Postée par Ch.Bertrand , Aug 10,2000,21:58 Index  Forum

On présentait, sur les ondes de la SRC, un reportage sur la popularité des milices en Ontario.

Ce phénomène est analogue à la montée des pseudosciences et de leurs déclamateurs.

Au début, on a un problème, ici la police « officielle » qui est dépassée par la demande, déjà qu'elle n'est pas nécessairement bien vue. Ensuite, la milice se créée, et se justifie par la demande. Enfin, la milice, se sentant mal perçue par le public à cause de quelques dérapages, demande les mêmes pouvoirs que ceux réservés à la police, sans pour autant avoir une formation équivalente à celle-ci. Et, épilogue, la police s'insurge contre cette possibilité, passant ainsi pour corporatiste ou dogmatique, et réapparaissant sous un mauvais jour.

J'ai toujours pensé que la montée en popularité du nouvel âge et des pseudosciences trahissait un phénomène de société beaucoup plus large que l'opposition scepticisme-pseudoscience. Et il me semble qu'on cherche trop peu à cerner ce phénomène ; je me souviens au mieux que Philippe Thiriart l'a abordé dans un article du Québec sceptique, article où il était notamment question de flagornerie.

J'avancerai donc les traits de société suivants - il y en a sûrement d'autres, ou ces traits se subdivisent peut-être, ou encore il y a sans doute des liens entre ces traits qu'il faudrait expliciter, je ne pose ici qu'une piste de réflexion.

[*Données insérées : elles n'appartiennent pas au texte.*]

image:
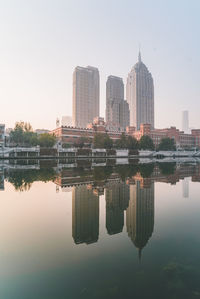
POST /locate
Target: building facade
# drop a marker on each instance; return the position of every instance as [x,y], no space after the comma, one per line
[85,95]
[140,95]
[2,135]
[117,109]
[185,121]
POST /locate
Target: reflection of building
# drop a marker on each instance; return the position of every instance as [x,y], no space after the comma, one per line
[85,95]
[140,214]
[117,199]
[85,215]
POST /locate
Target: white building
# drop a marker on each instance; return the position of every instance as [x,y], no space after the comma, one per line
[117,109]
[140,95]
[185,122]
[85,95]
[66,121]
[2,135]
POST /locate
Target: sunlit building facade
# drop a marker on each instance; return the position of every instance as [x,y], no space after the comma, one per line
[140,95]
[85,95]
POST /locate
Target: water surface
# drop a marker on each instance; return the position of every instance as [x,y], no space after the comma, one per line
[100,232]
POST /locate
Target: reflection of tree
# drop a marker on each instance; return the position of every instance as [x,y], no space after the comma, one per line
[167,168]
[117,200]
[125,171]
[102,173]
[85,215]
[146,170]
[23,179]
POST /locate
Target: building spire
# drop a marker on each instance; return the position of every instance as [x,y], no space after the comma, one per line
[139,56]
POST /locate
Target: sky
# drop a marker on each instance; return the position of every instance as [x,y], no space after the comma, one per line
[42,41]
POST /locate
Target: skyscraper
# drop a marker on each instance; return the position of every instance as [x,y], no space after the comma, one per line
[140,95]
[185,121]
[117,109]
[85,95]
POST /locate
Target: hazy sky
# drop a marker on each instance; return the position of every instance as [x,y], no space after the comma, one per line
[42,41]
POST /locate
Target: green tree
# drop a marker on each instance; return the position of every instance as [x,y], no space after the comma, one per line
[98,141]
[146,143]
[82,141]
[23,134]
[46,140]
[122,142]
[167,144]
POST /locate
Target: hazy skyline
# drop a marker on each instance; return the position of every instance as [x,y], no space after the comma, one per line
[43,41]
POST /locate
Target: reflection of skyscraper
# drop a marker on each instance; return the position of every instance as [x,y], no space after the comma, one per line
[185,186]
[117,199]
[85,215]
[1,179]
[140,214]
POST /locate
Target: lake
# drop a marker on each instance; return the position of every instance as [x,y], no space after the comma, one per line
[91,232]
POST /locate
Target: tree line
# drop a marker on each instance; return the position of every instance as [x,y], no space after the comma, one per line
[23,135]
[125,142]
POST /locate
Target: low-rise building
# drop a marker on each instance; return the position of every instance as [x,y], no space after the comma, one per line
[66,134]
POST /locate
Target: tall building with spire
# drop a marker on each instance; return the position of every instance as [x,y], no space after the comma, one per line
[85,95]
[117,109]
[140,95]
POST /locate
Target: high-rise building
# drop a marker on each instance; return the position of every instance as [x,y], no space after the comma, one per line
[117,109]
[140,213]
[85,95]
[140,95]
[185,121]
[85,215]
[66,121]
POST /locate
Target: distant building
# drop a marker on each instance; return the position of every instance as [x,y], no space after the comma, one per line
[2,135]
[185,141]
[140,95]
[66,121]
[117,109]
[185,122]
[85,95]
[85,215]
[41,131]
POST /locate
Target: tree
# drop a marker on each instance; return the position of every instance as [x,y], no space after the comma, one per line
[167,144]
[46,140]
[146,143]
[81,141]
[23,134]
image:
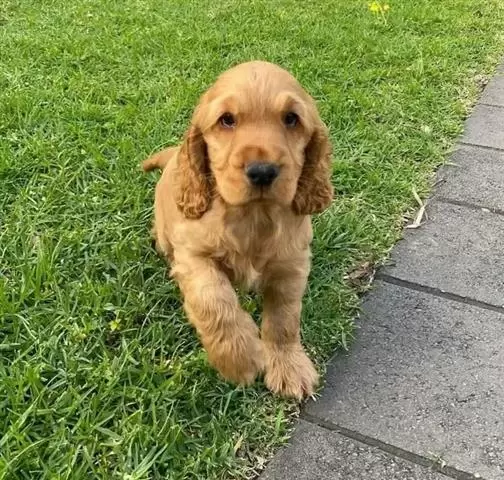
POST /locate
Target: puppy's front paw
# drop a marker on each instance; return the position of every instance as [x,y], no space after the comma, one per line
[289,371]
[238,358]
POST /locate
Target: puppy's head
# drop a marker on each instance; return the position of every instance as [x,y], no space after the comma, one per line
[255,136]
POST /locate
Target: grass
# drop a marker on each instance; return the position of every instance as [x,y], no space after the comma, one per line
[100,375]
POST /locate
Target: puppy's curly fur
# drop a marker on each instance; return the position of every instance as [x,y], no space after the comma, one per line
[218,229]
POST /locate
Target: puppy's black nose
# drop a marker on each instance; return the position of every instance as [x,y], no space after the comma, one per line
[262,174]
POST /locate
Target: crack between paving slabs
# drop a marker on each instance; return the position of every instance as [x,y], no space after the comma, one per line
[411,457]
[438,293]
[489,105]
[472,206]
[477,145]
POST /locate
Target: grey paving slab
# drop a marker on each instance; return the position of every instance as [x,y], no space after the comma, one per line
[459,250]
[477,177]
[425,374]
[319,454]
[494,91]
[485,127]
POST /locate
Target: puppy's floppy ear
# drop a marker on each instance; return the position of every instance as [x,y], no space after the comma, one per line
[314,191]
[193,184]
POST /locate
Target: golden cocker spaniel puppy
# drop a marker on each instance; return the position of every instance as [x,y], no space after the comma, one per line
[233,207]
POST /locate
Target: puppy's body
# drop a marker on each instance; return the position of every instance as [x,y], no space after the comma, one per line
[242,240]
[221,220]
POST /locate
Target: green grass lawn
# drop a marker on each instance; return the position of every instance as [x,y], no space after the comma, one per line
[100,374]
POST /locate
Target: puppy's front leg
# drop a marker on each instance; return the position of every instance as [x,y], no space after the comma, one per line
[228,333]
[289,371]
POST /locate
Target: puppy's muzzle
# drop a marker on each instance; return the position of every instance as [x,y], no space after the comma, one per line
[261,174]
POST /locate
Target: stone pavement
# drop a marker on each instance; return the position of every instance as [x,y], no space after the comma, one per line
[420,395]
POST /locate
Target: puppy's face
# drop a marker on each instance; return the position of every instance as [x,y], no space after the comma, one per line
[256,122]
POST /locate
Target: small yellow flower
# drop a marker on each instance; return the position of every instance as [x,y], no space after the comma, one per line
[115,325]
[377,7]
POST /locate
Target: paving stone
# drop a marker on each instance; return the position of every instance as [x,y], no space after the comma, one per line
[474,167]
[425,374]
[319,454]
[459,250]
[494,91]
[485,127]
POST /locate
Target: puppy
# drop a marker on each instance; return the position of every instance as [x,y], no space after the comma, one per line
[233,207]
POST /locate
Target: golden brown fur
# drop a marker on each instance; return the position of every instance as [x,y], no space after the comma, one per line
[219,230]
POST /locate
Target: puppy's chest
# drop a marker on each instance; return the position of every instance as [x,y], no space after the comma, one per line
[245,255]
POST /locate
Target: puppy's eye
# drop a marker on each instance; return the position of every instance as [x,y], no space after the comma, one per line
[291,119]
[227,120]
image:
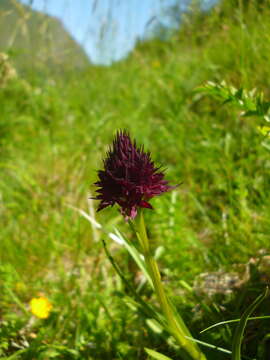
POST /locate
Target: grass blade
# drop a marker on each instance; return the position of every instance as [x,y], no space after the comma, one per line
[239,332]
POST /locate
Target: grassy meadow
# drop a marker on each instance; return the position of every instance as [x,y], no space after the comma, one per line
[213,230]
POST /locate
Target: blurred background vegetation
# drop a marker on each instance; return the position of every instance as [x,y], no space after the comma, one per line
[59,112]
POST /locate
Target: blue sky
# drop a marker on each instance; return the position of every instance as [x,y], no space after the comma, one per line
[107,29]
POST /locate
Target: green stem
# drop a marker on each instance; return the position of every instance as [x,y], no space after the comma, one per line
[176,325]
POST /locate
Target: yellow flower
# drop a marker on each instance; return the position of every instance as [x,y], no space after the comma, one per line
[40,307]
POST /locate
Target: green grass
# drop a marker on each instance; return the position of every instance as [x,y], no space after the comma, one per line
[54,131]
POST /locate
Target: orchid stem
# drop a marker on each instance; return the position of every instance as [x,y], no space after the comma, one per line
[176,325]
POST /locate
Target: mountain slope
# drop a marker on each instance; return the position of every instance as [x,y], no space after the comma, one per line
[37,39]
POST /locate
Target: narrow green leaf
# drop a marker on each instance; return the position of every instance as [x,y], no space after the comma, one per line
[239,331]
[156,355]
[233,321]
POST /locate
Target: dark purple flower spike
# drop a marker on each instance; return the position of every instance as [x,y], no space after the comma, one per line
[129,178]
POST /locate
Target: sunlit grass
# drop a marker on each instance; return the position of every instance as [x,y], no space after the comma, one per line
[54,132]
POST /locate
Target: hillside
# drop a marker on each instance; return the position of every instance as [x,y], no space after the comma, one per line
[37,39]
[210,234]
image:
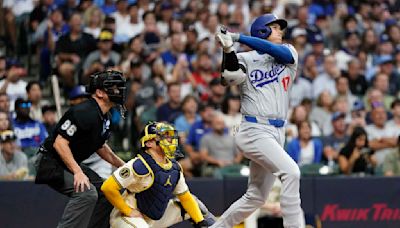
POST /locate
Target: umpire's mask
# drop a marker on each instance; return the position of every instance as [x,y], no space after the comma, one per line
[165,135]
[113,83]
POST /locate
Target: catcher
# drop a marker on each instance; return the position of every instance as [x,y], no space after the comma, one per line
[152,180]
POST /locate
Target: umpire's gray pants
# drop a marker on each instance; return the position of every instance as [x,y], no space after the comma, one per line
[79,208]
[262,144]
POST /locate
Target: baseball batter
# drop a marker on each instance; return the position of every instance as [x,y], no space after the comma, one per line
[265,76]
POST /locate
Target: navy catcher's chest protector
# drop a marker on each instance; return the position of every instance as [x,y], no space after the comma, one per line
[154,201]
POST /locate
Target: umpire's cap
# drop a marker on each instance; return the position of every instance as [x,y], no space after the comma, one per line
[112,82]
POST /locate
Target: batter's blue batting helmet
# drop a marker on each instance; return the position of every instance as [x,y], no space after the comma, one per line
[260,27]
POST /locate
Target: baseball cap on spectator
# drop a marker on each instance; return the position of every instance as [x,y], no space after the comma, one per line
[348,34]
[7,135]
[22,103]
[395,103]
[358,106]
[338,115]
[202,37]
[77,92]
[298,32]
[316,38]
[204,106]
[384,59]
[49,108]
[390,22]
[377,104]
[166,6]
[13,63]
[152,40]
[106,35]
[383,38]
[215,81]
[135,63]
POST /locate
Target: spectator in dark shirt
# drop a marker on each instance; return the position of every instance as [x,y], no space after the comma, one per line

1)Disparition des autorités uniformisant les modes de pensées - que ces autorités soient gouvernementales, scientifiques, religieuses, et autres.

2)Manque d'objets en lesquels croire, donc manque d'une explication non empirique du monde - Dieu, la patrie, la science telle que vue par les scientistes, et autres.


3)Par ordre de cause à effet : explosion des frontières, qu'elles soient géographiques, idéologiques, psychosociologiques (mon moi est aussi bon que le tien) ; égalitarisme naissant ; refus de la hiérarchisation sociétale - exemple le plus évident et le plus ancien, la (supposée) disparition des classes - ; et revendications en conséquence.


4)En réponse à ces nouvelles revendications, émergence de nouvelles autorités, aux fondements moins solides puisque ces nouvelles autorités sont neuves (c'est bien la seule excuse qu'on peut leur accorder), et plus superficiellement et complaisamment opportunistes et récupératrices étant donné qu'elles bénéficient d'une hyper-médiatisation et d'une hyper-commercialisation dont les autorités traditionnelles ne bénéficiaient pas à leur naissance, et qu'elles ont encore de nos jours de la difficulté à utiliser à fond.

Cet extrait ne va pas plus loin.